Now I’m hardly a puzzle-aficionado (or whatever they call puzzle lovers) thought I’m not a stranger to “the sport.” I do maybe 4 or so puzzles a year, as it gives me a good excuse to watch hours of TV while doing something productive.
I’ve also found the best puzzle company which makes doing puzzles much more fun. It’s called Pin-too and their puzzles are actually made out of plastic so when you finish you can lean them against the wall and display it without having to get puzzle glue and a frame (One thing I hate about puzzles is what do you do when you finish? It feels meaningless to just take it apart and put it back in the box, but you can’t hang them all either.) But anyway, this puzzle company is the best, and they have a cool puzzle store at a local mall, so I’ve been kinda getting into them more recently. They even have puzzle clocks, vases (that hold water) and round globes. Puzzles have come a long way since I was a kid…
So when this company announced a puzzle competition, how could I not sign up?!
So how does a puzzle competition work? Well, for this one we were put into teams of six (there was 48 people all together–so eight teams) and we would do all our puzzling with them.
Our first activity was to put a 300 piece puzzle together as fast as we could. Each team got the same puzzle, a cat with a pile of books in front of a rainy window.
I’ll admit it was pretty fun! We had a kid on our team, which slowed us down, and Azhi is no puzzle master, so it left the bulk of the work to me and four other women. But Azhi was good at separating the pieces for us, and we ended up giving the border to the kid (this puzzle company has special white pieces to go around the edge to make a nice displayable border) and these other ladies worked fast and hard.
We didn’t win top 3 (prizes were big discounts for puzzles) but we were pretty close. While we waited for the other teams to finish we got to sip on fruit and coffee drinks and eat snacks for free. Yummmmmm.
It was also Chinese Valentines Day and they gave us a free puzzle card and pens so we could write a message to someone and give it to them. Obviously I wrote mine for Azhi but then I broke it up quickly and put the pieces into the envelope before he saw what I wrote. Not sure he has managed to put together the puzzle yet, heh heh.

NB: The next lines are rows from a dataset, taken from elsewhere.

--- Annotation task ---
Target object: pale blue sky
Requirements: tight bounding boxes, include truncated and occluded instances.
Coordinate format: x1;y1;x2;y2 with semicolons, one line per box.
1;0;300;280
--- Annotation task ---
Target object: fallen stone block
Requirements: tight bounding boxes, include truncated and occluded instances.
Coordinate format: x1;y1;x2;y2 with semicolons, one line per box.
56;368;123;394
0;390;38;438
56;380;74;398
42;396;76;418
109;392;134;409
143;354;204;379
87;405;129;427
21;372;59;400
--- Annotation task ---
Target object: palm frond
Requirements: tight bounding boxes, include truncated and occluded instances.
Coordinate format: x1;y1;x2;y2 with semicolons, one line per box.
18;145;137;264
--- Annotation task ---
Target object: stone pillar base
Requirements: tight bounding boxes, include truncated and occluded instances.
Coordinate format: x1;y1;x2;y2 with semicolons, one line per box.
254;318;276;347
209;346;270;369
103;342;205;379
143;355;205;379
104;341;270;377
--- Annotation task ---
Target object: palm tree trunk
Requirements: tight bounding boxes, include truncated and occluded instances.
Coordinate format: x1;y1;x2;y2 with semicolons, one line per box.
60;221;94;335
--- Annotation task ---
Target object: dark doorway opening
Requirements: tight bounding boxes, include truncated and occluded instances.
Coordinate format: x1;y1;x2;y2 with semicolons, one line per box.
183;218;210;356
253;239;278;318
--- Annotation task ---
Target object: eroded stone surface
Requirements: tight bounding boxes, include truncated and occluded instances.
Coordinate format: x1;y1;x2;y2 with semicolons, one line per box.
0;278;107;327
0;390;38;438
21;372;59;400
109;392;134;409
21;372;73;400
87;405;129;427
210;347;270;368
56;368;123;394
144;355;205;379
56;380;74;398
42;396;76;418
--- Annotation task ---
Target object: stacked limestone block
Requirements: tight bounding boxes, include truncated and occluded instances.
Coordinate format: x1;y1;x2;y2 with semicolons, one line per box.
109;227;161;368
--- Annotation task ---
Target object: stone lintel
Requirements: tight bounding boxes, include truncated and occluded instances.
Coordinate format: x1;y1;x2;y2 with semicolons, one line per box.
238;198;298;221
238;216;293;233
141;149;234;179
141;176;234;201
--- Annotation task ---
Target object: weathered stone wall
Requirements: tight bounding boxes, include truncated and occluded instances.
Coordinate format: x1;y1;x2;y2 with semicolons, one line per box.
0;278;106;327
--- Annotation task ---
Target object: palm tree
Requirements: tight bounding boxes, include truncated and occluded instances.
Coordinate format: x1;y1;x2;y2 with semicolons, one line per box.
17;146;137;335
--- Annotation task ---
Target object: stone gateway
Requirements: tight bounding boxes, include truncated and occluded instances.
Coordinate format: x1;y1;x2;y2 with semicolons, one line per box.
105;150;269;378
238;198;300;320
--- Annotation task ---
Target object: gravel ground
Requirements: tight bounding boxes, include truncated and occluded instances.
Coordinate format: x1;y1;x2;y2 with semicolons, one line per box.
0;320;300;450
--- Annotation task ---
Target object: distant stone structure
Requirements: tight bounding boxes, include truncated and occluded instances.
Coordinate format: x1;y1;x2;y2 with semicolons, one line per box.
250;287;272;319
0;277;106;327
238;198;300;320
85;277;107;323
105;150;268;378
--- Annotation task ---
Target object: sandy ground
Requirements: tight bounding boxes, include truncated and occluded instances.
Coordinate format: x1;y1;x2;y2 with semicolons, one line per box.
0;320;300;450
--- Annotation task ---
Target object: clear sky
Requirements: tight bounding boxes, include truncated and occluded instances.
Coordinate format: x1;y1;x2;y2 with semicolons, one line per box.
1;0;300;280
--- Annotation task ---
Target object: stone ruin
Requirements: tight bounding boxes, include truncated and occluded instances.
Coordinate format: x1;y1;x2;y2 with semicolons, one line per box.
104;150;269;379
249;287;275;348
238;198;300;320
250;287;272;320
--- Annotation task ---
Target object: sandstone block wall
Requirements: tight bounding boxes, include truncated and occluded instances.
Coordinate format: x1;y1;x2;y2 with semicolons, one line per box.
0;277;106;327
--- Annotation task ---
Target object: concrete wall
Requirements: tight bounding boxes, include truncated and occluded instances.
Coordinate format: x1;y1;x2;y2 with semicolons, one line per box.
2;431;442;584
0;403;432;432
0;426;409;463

The next contest was what could be described as “puzzle relay.” We had these little mini puzzles, only 16 pieces, but many of the pieces were identical and would fit together easily even if they were wrong. So that, added with the time pressure and people watching you, made it more nerve wracking than it sounds.

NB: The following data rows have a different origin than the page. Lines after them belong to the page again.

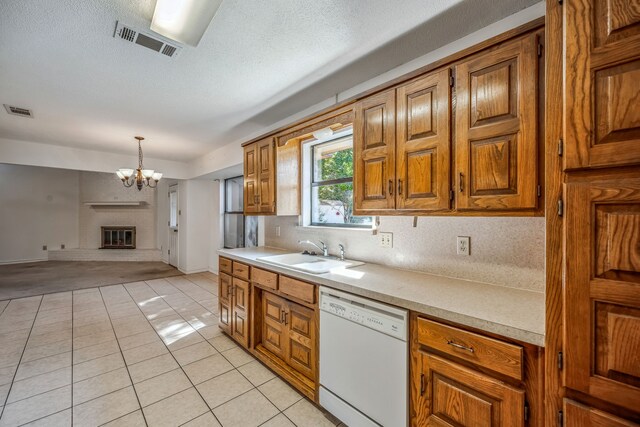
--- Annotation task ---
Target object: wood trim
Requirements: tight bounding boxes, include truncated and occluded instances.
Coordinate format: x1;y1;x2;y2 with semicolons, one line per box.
544;0;565;425
275;108;355;147
239;17;545;149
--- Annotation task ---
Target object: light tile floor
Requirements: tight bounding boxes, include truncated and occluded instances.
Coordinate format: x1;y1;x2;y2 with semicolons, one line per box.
0;273;342;427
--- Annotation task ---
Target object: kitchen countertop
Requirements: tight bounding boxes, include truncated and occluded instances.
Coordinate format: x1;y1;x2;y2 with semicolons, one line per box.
218;247;545;347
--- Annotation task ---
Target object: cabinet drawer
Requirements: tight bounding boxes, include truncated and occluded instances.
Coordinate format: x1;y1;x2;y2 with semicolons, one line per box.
417;317;523;381
279;276;315;304
232;261;250;280
219;257;232;274
252;267;278;290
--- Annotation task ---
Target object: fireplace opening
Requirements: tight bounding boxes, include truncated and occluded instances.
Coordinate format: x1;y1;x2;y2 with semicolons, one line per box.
101;226;136;249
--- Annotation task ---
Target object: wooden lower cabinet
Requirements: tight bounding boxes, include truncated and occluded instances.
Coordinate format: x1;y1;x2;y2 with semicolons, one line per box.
217;270;250;348
411;315;541;427
262;291;288;360
417;352;525;426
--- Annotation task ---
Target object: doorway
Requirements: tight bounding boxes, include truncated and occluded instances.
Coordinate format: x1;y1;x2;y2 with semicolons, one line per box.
168;184;178;267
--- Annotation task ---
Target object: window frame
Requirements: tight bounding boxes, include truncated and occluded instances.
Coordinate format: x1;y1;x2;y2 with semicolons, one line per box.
307;132;371;229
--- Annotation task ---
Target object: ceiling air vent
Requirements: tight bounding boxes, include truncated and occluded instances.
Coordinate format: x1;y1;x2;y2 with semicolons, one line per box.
114;21;182;59
4;104;33;118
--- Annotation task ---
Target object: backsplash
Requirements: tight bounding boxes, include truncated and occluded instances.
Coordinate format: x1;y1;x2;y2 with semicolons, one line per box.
264;216;545;292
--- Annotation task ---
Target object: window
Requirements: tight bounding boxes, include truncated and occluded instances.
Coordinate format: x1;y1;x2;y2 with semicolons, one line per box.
309;132;371;228
224;176;258;248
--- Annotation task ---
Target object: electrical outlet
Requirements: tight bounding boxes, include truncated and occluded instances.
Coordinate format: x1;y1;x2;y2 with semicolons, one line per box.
457;236;470;256
61;244;65;250
42;245;47;251
380;232;393;248
275;226;281;237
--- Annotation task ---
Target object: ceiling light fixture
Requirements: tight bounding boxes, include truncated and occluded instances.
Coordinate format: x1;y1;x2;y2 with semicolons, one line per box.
150;0;223;46
116;136;162;191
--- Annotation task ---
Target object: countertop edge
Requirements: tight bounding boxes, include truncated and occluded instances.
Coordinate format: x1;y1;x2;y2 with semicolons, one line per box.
218;248;545;347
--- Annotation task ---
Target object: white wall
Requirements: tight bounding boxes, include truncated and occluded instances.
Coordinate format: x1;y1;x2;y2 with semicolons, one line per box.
78;171;157;249
0;164;80;264
265;216;545;292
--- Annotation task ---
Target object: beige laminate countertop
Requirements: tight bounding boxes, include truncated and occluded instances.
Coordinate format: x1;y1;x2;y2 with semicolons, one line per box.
218;247;545;347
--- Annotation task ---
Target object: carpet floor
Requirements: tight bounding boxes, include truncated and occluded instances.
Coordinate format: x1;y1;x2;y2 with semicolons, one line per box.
0;261;182;300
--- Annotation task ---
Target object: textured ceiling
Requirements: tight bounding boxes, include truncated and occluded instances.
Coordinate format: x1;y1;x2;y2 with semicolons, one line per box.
0;0;538;162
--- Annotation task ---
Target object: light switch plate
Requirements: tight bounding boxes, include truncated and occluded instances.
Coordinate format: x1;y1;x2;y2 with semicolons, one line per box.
380;232;393;248
457;236;470;256
275;226;281;237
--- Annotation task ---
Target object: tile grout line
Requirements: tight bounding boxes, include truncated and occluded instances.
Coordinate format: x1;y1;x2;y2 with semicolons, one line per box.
97;286;150;427
0;295;44;422
123;280;223;425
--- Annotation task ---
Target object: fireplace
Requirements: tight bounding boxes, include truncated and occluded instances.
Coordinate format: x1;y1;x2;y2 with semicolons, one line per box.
101;226;136;249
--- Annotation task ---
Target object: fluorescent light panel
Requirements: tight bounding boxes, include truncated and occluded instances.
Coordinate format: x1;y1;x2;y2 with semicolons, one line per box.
151;0;222;46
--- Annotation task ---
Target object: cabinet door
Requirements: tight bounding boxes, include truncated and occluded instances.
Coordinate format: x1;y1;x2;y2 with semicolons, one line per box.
564;0;640;169
564;399;639;427
244;143;259;214
262;291;288;360
354;89;396;213
218;273;232;335
419;352;524;426
231;278;250;348
396;68;451;211
285;300;317;381
454;33;538;210
564;176;640;411
257;138;276;214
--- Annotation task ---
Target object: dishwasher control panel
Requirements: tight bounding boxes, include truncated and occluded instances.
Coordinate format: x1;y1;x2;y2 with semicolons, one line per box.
320;289;407;341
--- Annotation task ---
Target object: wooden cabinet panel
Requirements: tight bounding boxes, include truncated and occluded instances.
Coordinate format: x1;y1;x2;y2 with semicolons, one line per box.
232;278;250;348
417;317;523;381
262;291;287;360
565;176;640;411
218;273;232;335
455;33;538;210
565;0;640;169
564;399;639;427
286;300;316;381
219;257;232;274
279;276;315;304
257;138;276;214
252;267;278;290
396;68;451;211
354;89;396;212
232;261;250;281
244;144;259;214
418;352;524;426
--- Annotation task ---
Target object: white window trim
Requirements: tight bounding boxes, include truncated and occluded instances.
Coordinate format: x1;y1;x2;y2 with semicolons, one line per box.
300;128;372;230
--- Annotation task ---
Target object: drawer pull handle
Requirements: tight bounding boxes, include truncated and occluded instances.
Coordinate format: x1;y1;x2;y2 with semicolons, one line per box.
283;312;288;325
447;340;474;353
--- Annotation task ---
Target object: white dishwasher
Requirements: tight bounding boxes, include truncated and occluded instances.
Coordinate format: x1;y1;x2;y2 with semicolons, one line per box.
319;287;408;427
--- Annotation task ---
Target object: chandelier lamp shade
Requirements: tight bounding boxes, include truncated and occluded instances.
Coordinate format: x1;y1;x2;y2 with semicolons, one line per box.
116;136;162;191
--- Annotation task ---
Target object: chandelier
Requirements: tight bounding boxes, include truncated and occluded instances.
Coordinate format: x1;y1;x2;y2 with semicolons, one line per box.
116;136;162;190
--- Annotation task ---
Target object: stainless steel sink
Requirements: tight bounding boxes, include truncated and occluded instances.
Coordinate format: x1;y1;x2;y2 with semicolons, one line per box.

Each team got their box of six mini puzzles and at the buzzer they had to rip open the packaging and begin, with the first person having to finish the puzzle correctly before the next person was allowed to start. Our strategy was to let our slowest player go first and hopefully make up the time after. The slowest player on our team? Azhi. And watching him try to piece together this little tiny puzzle was a test of patience. We weren’t allowed to help him at all (verbally or otherwise) so we watched in silence as he rotated pieces and slowly figured it out. The little girl was getting really frustrated at him and kept trying to yell out when he put the wrong piece together, haha. But he finally got in done and we recovered quick. I was the last one to put together my little puzzle for my team and we ended up winning second prize!
The last activity was just a general puzzle playing time. They had a bunch of puzzles to choose from and my teammate chose a 1,000 piece “currency of the world” puzzle. Even with six people, finishing that puzzle would take a few hours so Azhi and I stuck around long enough to get the edge and some bills done and then we left early.
They gave everyone a 20% discount and of course I spent it right away on my next puzzle. I went for a 2,000 piecer called “Our 2020.” It depicts a scene of what 2020 is like complete with temperature checks at stores and face masks in public (remember this is a Taiwanese puzzle company so things like face masks aren’t controversial at all.)
So I’m certainly not a hard core puzzler, but this was a fun thing to try and a good way to spend an afternoon. To make a staycation work, you gotta be willing to try any crazy old thing, including a puzzle competition.